My recent search the Apple App Store returned more than 3,000 results for to-do list management. If you have an iPhone or iPad, take a quick scroll through the first 30 and I bet you're drawn to the ones that look simple and straightforward. Apps like Wunderlist, Clear, and TeuxDeux stand out from the crowd. We're naturally drawn to them.
Now take a look at your desktop. How many applications would you classify as simple? Probably not many and that's a problem. My definition of frustrating: When it takes you longer to figure out how to perform a task than it takes to actually perform it.
For those of us that grew up with technology, the jump from the consumer-oriented solutions we used through college to enterprise software in the workforce was particularly rough. Students generally operate with two key distinctions from their corporately-employed counterparts. First, if the IT-supplied solution is difficult to use or doesn't meet their needs, there are next-to-no repercussions for finding and using an alternative. Second, they don't have IT budgets, so that alternative is usually not an enterprise solution.
Add those together and you'll realize that many younger people enter the workforce used to simple solutions that are easy to find, easy to implement, and easy to use. They're truly simple.
Here's what that means for you. Let's assume you've taken a design thinking approach to make sure a new solution meets the real needs of your employees.
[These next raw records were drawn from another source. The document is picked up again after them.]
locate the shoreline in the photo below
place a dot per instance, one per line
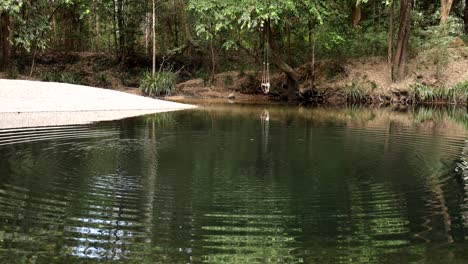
(36, 104)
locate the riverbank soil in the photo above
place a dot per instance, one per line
(335, 81)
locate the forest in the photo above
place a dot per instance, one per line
(154, 44)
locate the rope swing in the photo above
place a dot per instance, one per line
(266, 63)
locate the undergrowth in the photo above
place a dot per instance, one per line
(162, 84)
(457, 94)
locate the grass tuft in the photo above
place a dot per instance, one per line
(162, 84)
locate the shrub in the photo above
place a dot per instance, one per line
(12, 72)
(62, 77)
(205, 76)
(423, 93)
(356, 92)
(228, 80)
(104, 79)
(435, 42)
(457, 94)
(163, 83)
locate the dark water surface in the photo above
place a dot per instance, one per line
(233, 184)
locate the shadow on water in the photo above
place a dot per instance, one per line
(240, 184)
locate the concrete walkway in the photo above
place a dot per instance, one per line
(30, 103)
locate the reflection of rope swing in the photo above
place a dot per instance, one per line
(266, 63)
(265, 120)
(265, 116)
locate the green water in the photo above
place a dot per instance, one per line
(231, 184)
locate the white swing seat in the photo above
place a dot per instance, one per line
(266, 87)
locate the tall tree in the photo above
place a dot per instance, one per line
(261, 16)
(154, 38)
(391, 37)
(465, 18)
(5, 38)
(445, 7)
(401, 52)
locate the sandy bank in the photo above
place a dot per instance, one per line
(29, 103)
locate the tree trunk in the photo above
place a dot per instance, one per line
(154, 38)
(357, 15)
(401, 53)
(5, 38)
(466, 16)
(121, 30)
(390, 38)
(291, 74)
(445, 7)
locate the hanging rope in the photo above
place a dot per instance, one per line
(266, 63)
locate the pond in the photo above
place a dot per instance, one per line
(239, 184)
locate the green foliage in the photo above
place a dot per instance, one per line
(61, 77)
(162, 84)
(356, 92)
(104, 79)
(434, 43)
(457, 94)
(228, 80)
(12, 71)
(205, 76)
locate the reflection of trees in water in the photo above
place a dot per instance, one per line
(462, 170)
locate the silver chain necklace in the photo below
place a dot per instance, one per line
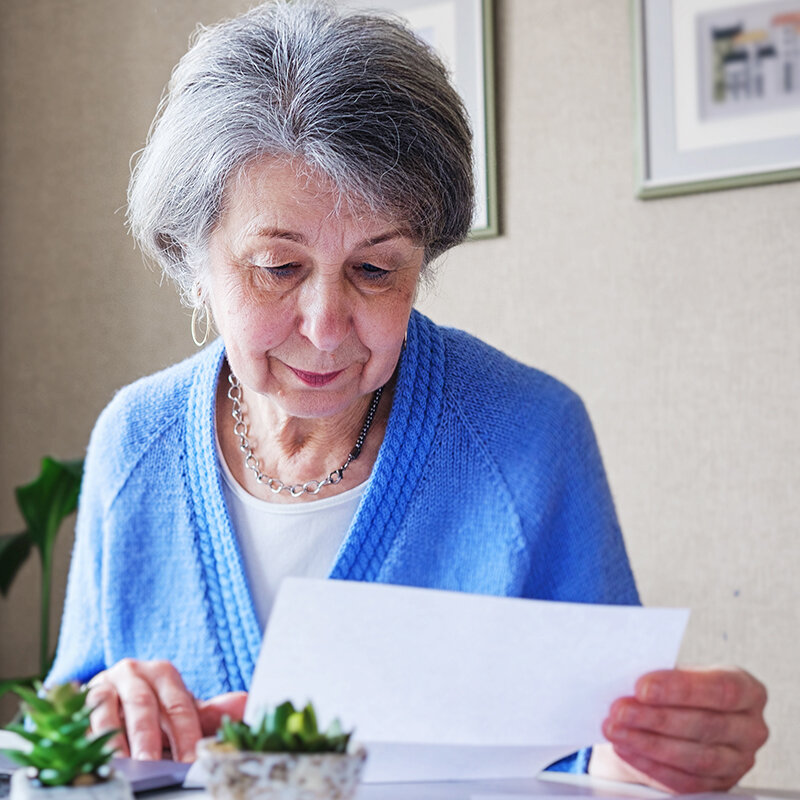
(276, 485)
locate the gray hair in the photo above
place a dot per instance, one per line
(356, 98)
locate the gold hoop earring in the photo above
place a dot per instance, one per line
(195, 314)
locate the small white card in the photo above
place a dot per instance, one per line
(480, 680)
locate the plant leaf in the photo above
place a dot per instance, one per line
(47, 500)
(14, 550)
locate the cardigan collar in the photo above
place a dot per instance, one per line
(410, 431)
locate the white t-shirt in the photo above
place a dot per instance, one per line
(278, 540)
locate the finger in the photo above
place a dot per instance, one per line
(694, 758)
(211, 711)
(675, 779)
(740, 730)
(104, 701)
(141, 710)
(715, 689)
(178, 711)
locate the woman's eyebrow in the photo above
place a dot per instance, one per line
(380, 238)
(277, 233)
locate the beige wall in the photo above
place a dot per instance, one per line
(676, 319)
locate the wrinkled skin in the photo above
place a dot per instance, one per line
(685, 730)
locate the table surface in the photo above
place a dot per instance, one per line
(552, 786)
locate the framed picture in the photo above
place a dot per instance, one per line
(461, 32)
(718, 93)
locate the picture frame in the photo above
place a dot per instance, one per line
(462, 33)
(717, 85)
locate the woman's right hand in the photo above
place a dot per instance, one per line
(150, 703)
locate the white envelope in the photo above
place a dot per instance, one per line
(490, 686)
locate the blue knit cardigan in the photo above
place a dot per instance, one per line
(489, 480)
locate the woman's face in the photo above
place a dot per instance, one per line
(312, 302)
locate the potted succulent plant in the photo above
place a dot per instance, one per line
(285, 756)
(63, 762)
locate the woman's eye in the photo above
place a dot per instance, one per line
(279, 271)
(371, 271)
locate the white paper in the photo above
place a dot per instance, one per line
(425, 667)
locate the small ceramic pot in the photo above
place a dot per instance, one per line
(238, 775)
(114, 788)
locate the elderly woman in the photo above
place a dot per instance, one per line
(304, 172)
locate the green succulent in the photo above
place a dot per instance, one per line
(285, 729)
(57, 729)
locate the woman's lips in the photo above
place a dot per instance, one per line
(316, 378)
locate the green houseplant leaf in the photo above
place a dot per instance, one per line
(44, 504)
(14, 551)
(58, 724)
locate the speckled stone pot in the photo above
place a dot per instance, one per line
(237, 775)
(115, 788)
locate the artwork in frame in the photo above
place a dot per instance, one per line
(718, 93)
(461, 32)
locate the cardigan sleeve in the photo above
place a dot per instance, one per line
(580, 554)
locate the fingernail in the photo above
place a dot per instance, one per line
(616, 732)
(653, 692)
(625, 715)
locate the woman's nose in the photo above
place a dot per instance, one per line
(325, 314)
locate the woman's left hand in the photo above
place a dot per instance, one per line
(690, 730)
First, the latest solutions are only as good as the awareness you build around them. There's tremendous inertia to overcome in the enterprise and many people will just assume they're stuck. They'll hate the feeling and potentially the job. Second, once they've discovered the solution you told them about, its imperative they can start using it quickly. That means no complicated setup instructions that span reams of printed pages. Finally, you've invested a lot of resources in bringing the solution to your users. It needs to be simple to use. The promise of technology in the workplace is in simplifying the process. Somewhere along the way, we collectively lost track of that. Simple, well-designed solutions make it easy for your workers, young and more experienced, to think about how to do their jobs better, not how to make it easier to perform tasks in software.